Miami-Dade Mayor Carlos Gimenez urged the Justice Department and Florida Attorney General Pam Bondi, to reconsider their opposition to the merger during a press conference last month. Bondi and five other state attorneys general joined the antitrust suit, along with Washington, D.C.
“From our vantage point, the anticipated merger of two of our nation’s legacy carriers would have an undeniably positive effect on our community: more jobs for our residents, new routes and greater access for locals and visitors to take advantage of, and increased opportunities for commercial activity via an expanded network,” Gimenez wrote in an Aug. 20 letter to Attorney General Eric Holder.
Neither American nor US Airways can compete effectively with the country’s two largest carriers – Delta and United – which “grew exponentially in size when federal regulators endorsed their mergers,” Gimenez wrote.
“Worse, these two carriers both operate hubs in Atlanta and Houston, which directly compete with MIA for international traffic,” Gimenez wrote.
The antitrust litigation is “anti-competitive as it locks in structural advantages Delta and United gained through their respective mergers while depriving American of the benefits of consolidated operations and networks that have accrued, and continue to accrue, to Delta and United,” he said.
Miami-Dade is at odds with Florida on the issue, Bondi defended the state’s position.
“This merger would be anti-competitive and harmful to consumers, with 20% of the problematic flight routes affecting Florida,” she said Aug. 13 when the suit was announced. “By filing this lawsuit, we hope to save consumers from potential multi-million dollar increases in prices and fees.”
American Airlines filed for Chapter 11 bankruptcy in November 2011.

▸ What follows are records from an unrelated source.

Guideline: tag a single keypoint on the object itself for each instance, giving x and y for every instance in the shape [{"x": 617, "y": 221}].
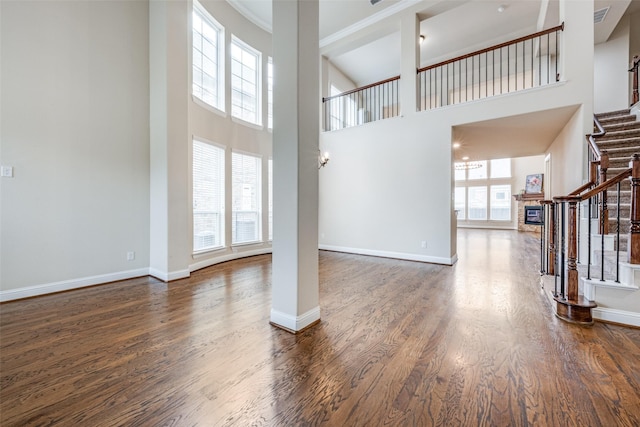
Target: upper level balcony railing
[
  {"x": 365, "y": 104},
  {"x": 522, "y": 63}
]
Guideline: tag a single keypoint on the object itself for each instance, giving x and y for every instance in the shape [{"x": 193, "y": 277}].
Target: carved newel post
[
  {"x": 634, "y": 70},
  {"x": 634, "y": 231},
  {"x": 572, "y": 250},
  {"x": 551, "y": 237},
  {"x": 604, "y": 210}
]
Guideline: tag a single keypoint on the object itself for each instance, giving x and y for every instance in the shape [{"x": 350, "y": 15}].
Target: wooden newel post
[
  {"x": 634, "y": 231},
  {"x": 572, "y": 250},
  {"x": 634, "y": 70},
  {"x": 604, "y": 210},
  {"x": 551, "y": 237}
]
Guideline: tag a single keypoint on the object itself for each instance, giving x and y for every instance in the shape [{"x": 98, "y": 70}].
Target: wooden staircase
[{"x": 621, "y": 142}]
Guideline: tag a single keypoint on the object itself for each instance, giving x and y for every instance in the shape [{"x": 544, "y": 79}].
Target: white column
[
  {"x": 169, "y": 142},
  {"x": 296, "y": 100},
  {"x": 576, "y": 61},
  {"x": 410, "y": 48}
]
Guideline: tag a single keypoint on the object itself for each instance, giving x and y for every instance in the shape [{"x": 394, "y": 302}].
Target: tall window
[
  {"x": 270, "y": 199},
  {"x": 270, "y": 93},
  {"x": 208, "y": 196},
  {"x": 207, "y": 58},
  {"x": 245, "y": 221},
  {"x": 245, "y": 82},
  {"x": 483, "y": 193}
]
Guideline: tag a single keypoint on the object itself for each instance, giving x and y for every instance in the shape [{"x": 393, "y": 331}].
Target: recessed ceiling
[
  {"x": 452, "y": 27},
  {"x": 516, "y": 136}
]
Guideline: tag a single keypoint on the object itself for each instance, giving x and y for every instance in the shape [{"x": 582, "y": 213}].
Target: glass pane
[
  {"x": 208, "y": 196},
  {"x": 477, "y": 203},
  {"x": 459, "y": 204},
  {"x": 501, "y": 168},
  {"x": 501, "y": 202},
  {"x": 479, "y": 172},
  {"x": 245, "y": 224}
]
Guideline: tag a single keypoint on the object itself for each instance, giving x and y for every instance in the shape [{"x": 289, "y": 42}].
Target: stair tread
[{"x": 624, "y": 112}]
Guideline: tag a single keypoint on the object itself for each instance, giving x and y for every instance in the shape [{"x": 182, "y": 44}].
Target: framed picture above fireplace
[{"x": 533, "y": 215}]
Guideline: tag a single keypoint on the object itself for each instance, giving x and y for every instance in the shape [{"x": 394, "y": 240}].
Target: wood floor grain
[{"x": 400, "y": 344}]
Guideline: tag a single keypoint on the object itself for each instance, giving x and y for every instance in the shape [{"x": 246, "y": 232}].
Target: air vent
[{"x": 598, "y": 15}]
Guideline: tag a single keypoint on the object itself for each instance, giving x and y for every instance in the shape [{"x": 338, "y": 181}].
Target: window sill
[
  {"x": 246, "y": 123},
  {"x": 206, "y": 252},
  {"x": 208, "y": 107}
]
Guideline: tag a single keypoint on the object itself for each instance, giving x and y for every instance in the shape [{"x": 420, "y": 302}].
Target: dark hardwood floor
[{"x": 400, "y": 343}]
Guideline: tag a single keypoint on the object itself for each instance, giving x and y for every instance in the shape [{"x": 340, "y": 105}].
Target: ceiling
[
  {"x": 516, "y": 136},
  {"x": 363, "y": 41}
]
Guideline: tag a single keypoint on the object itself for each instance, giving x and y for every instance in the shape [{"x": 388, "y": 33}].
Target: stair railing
[
  {"x": 569, "y": 305},
  {"x": 523, "y": 63},
  {"x": 377, "y": 101}
]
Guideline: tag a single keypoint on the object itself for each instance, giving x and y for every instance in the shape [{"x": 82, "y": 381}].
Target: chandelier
[{"x": 467, "y": 165}]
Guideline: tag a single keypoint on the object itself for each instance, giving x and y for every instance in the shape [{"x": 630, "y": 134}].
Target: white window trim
[
  {"x": 258, "y": 79},
  {"x": 487, "y": 182},
  {"x": 220, "y": 108},
  {"x": 260, "y": 235},
  {"x": 223, "y": 246}
]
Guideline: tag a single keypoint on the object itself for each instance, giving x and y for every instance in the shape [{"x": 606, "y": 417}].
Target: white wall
[
  {"x": 611, "y": 75},
  {"x": 75, "y": 127},
  {"x": 389, "y": 184},
  {"x": 567, "y": 154},
  {"x": 634, "y": 45},
  {"x": 99, "y": 169}
]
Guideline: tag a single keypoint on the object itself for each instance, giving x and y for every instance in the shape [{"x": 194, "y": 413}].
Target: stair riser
[
  {"x": 629, "y": 133},
  {"x": 629, "y": 118},
  {"x": 618, "y": 143}
]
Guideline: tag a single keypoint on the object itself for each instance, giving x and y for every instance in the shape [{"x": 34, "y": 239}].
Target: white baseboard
[
  {"x": 616, "y": 316},
  {"x": 228, "y": 257},
  {"x": 295, "y": 323},
  {"x": 67, "y": 285},
  {"x": 395, "y": 255},
  {"x": 167, "y": 276}
]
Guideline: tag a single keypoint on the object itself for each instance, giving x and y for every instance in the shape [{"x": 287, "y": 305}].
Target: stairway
[{"x": 621, "y": 142}]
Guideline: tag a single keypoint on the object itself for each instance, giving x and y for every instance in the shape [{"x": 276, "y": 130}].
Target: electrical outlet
[{"x": 6, "y": 171}]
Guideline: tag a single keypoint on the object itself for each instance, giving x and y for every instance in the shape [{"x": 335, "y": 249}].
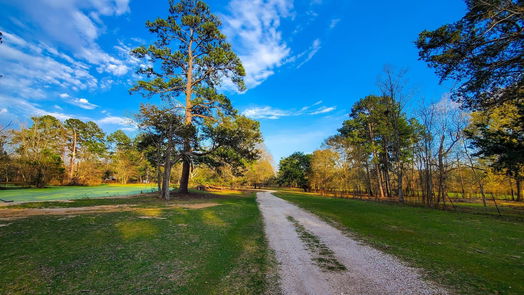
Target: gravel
[{"x": 369, "y": 271}]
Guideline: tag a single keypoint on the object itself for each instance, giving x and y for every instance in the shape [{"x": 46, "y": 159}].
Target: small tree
[
  {"x": 294, "y": 171},
  {"x": 191, "y": 58}
]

In addition to being the top revenue producer for MIA, American is a major financial backer of the airport’s $2.9 billion terminal renovation project, which is part of a $6.49 billion, largely bond-financed capital improvement plan.
Miami-Dade County, which owns the airport, had a $25 million claim listed on American’s filing, which was due to the county in varying amounts between 2012 and 2014 for the north terminal project built largely for American. Another $3.7 million trade debt claim also was listed.
“American has paid all of its pre-petition debt and is current on all its post-petition obligations,” said MIA Chief Financial Officer Anne Syrcle Lee. “American has stated that it intends to add flights and routes, and to date has done so as planned.”
Miami-Dade had planned to sell $794.3 million of airport revenue refunding bonds and $53.32 million of new money bonds for MIA in August, but the deal was postponed due to rising interest rates.
“We will be re-evaluating market conditions this month with our underwriters and financial advisors to determine if the offering is in the money and meets county criteria,” Lee said.